Fig. IV.6. Identifying potential modules through clustering. On the left we show the topology of the E. coli metabolic network, each node corresponding to a metabolic substrate and each link to a reaction. We removed superfluous substrates, like ATP and H2O, from reactions in which they only acted as donor or acceptor molecules, respectively. The colors code topologically distinct pathways. On the right, we show the clusters identified by our clustering algorithm. The figure shows aggregated data, and each tiny cluster can contain anywhere from ten to a hundred substrates (not shown).

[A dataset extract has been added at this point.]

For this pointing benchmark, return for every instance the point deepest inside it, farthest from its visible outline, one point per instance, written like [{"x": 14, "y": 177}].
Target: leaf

IV.6.i.d.1.i Spatial clustering algorithms:

The most popular clustering methods employ "spatial" clustering (Bengtsson and Poivainen, 1995; Jain et al., 2000; Ramal et al., 1986; Chazelle, 2000; Pettie and Ramachandran, 2000; Garay et al., 1998; Rose et al., Fox, 1990a, 1990b, 1993; Jain and Dubes, 1988; Blatt et al., 1996). The number of characteristics assigned to each element determines the dimension of the phase space. The "distance" in this multidimensional space typically characterizes the similarity between a pair of elements with respect to the quantities driving clustering. Each element corresponds to a point in this phase space. Various methods aim to group nearby elements. A common approach builds a minimum spanning tree, whose end nodes are the elements, such that elements close in the phase space root in the same upper level nodes (Chazelle, 2000; Pettie and Ramachandran, 2000; Garay et al., 1998; Ramal et al., 1986).